Should we get out our cameras or hide our phone screens? I guess it depends on legality and purpose.
Spy software can see smartphone texting realtime (w/ Video)
(PhysOrg.com) -- Last month, there was news from video provider Qumu of their discomforting survey that at least half of Americans would use smartphones to secretly spy on others. Now there is rattling news that spy software can easily do that kind of job. The software can reveal what others are texting in their personal emails or text messages sent forth on their smartphones just by the snooper using a smartphone camera or advanced camera like a digital SLR that shoots HD video, which could read a screen up to 60 metres away.
Researchers from the University of North Carolina Chapel Hill have used iSpy, the program, as proof that keying a private email message or text message in public, whether on a near-empty train or at the far end of a park bench away from everyone else, is still risky business.

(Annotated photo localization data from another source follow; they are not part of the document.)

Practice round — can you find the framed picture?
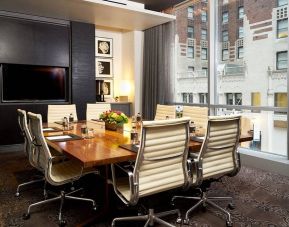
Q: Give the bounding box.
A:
[102,79,113,98]
[96,58,113,77]
[95,37,113,57]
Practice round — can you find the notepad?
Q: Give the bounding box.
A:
[42,127,62,132]
[46,135,72,140]
[119,144,139,153]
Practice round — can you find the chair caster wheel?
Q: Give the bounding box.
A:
[183,218,190,225]
[15,192,20,197]
[226,220,233,227]
[176,217,182,224]
[59,219,67,226]
[228,202,235,210]
[23,213,30,220]
[93,205,98,211]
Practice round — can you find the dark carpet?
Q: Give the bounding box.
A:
[1,150,289,227]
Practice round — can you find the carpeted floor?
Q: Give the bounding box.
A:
[1,149,289,227]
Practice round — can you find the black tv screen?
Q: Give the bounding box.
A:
[1,64,68,103]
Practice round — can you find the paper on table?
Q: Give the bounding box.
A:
[42,128,55,131]
[46,135,72,140]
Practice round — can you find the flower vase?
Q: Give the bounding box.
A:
[105,122,118,131]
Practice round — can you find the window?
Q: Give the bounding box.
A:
[222,49,229,61]
[201,48,208,60]
[222,12,228,24]
[202,67,208,77]
[275,93,288,107]
[188,66,194,72]
[251,92,261,106]
[238,46,244,59]
[188,26,194,38]
[238,6,244,19]
[199,93,208,104]
[278,0,288,7]
[226,93,242,105]
[201,29,207,40]
[238,27,244,38]
[222,30,229,42]
[277,19,288,38]
[201,11,207,22]
[277,51,288,69]
[188,6,194,19]
[182,93,193,103]
[187,46,194,58]
[223,0,228,5]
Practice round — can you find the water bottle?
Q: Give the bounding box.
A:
[69,113,74,122]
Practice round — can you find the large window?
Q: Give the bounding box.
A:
[182,93,193,103]
[199,93,208,104]
[201,48,208,60]
[275,93,288,107]
[222,12,228,24]
[188,6,194,19]
[238,6,244,19]
[277,19,288,39]
[277,51,288,70]
[226,93,242,105]
[222,49,229,61]
[201,29,207,40]
[187,46,194,58]
[201,11,207,22]
[278,0,288,7]
[222,30,228,41]
[188,26,194,38]
[251,92,261,106]
[238,27,244,39]
[237,46,244,59]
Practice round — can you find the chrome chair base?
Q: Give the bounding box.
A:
[172,191,234,227]
[112,208,180,227]
[23,187,97,225]
[15,177,44,197]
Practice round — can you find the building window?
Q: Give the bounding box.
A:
[201,11,207,22]
[278,0,288,7]
[201,48,208,60]
[187,46,194,58]
[276,51,288,69]
[238,6,244,19]
[238,27,244,38]
[188,66,194,72]
[222,12,228,24]
[201,29,207,40]
[222,30,229,41]
[251,92,261,106]
[188,6,194,19]
[223,0,228,5]
[238,46,244,59]
[277,19,288,38]
[188,26,194,38]
[182,93,193,103]
[202,67,208,77]
[275,93,287,107]
[226,93,242,105]
[222,49,229,61]
[199,93,208,104]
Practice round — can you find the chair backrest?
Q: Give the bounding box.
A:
[197,115,241,181]
[86,103,111,120]
[47,104,78,123]
[17,109,33,159]
[132,117,190,203]
[27,112,52,178]
[182,106,208,130]
[154,104,176,120]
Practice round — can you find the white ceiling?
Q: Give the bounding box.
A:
[0,0,176,31]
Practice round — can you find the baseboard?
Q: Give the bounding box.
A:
[239,148,289,177]
[0,144,23,153]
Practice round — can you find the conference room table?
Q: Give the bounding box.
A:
[44,120,253,168]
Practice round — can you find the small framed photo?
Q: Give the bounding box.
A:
[95,37,113,57]
[102,79,113,98]
[96,58,113,77]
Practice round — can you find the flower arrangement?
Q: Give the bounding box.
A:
[99,110,128,126]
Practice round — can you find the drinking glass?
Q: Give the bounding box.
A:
[81,125,88,138]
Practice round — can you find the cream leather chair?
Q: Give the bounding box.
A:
[47,104,78,123]
[154,104,176,120]
[172,115,241,227]
[23,112,97,226]
[16,109,44,196]
[86,103,111,120]
[182,106,208,130]
[111,117,191,227]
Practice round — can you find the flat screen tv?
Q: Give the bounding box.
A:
[1,63,68,103]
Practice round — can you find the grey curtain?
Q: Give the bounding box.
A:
[142,22,175,120]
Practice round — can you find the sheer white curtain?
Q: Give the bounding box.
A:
[142,22,175,120]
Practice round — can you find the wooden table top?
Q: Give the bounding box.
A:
[44,121,253,168]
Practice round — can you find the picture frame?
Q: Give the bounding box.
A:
[96,58,113,77]
[95,37,113,57]
[102,79,113,99]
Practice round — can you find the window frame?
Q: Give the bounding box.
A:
[276,51,288,70]
[222,11,228,24]
[187,6,194,19]
[277,19,288,39]
[238,6,244,19]
[201,48,208,60]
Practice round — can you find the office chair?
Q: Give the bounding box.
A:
[23,112,98,226]
[86,103,111,120]
[47,104,78,123]
[172,115,241,227]
[15,109,44,196]
[111,117,191,227]
[154,104,176,120]
[182,106,208,130]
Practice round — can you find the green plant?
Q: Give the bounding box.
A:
[99,110,128,125]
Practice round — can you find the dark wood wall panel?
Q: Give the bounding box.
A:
[71,21,96,120]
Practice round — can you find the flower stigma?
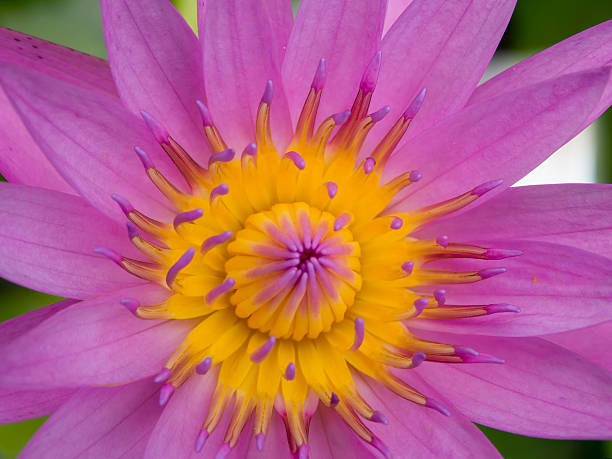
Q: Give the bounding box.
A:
[96,54,522,458]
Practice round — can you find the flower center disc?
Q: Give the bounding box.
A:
[226,202,362,340]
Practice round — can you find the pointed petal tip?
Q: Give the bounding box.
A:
[140,110,169,144]
[119,297,139,314]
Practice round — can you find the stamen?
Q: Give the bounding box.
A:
[208,148,235,167]
[401,261,414,275]
[154,368,171,383]
[332,110,351,125]
[436,235,449,248]
[326,181,338,198]
[196,100,227,152]
[413,298,428,317]
[111,193,134,215]
[330,392,340,408]
[241,142,257,159]
[206,278,236,304]
[140,110,169,145]
[371,437,391,459]
[119,297,139,315]
[410,352,426,369]
[173,209,203,229]
[250,336,276,363]
[403,87,427,120]
[126,221,139,239]
[196,357,213,375]
[363,157,376,174]
[134,146,155,170]
[166,248,195,287]
[159,383,175,407]
[298,444,310,459]
[424,398,450,417]
[284,362,296,380]
[195,429,210,453]
[369,105,391,123]
[93,247,123,266]
[390,217,403,229]
[486,304,521,314]
[261,80,274,105]
[215,443,232,459]
[256,433,266,452]
[453,346,478,357]
[370,411,389,425]
[409,170,423,182]
[196,100,213,127]
[334,213,353,231]
[360,51,382,94]
[460,353,505,364]
[284,151,306,170]
[472,179,504,197]
[201,231,233,253]
[312,58,327,91]
[478,267,507,279]
[210,184,229,202]
[434,289,446,305]
[484,248,523,260]
[351,318,365,351]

They successfully were able to compromise the privacy of users typing on virtual keyboards with iSpy. They say iSpy can identify all the text typed on a smartphone display using video footage of the screen.
The UNC research team, Rahul Raguram, Andrew White, Dibenyendu Goswami, Fabian Monrose and Jan-Michael Frahm, discovered they could be on the second floor of a building and read a phone on the ground, leave alone sitting on a bus and catching all the text of a nearby passenger.
How much text at how far a distance depends on the spy device used, whether it is a regular smartphone camera or more advanced camera with lenses.
The team report their findings in the paper, “iSpy: Automatic Reconstruction of Typed Input From Compromising Reflections” and presented their work at the Conference on Computer and Communications Security (CCS) in Chicago.
One of the nice features in smartphones, designed to help users type on small touchscreens, is magnified keys. Letters on the virtual keyboard rise up in bubbles. That is also one of the features that made it so easy for the snoopers to view footage and identify the letters based on the bubble locations. The program correctly identified letters over 90 percent of the time.
Wow. Talk about an invasion of privacy. And talk about one serious investigative journalism tool.
If this toothpaste is already out of the tube, we might want to learn how to use it.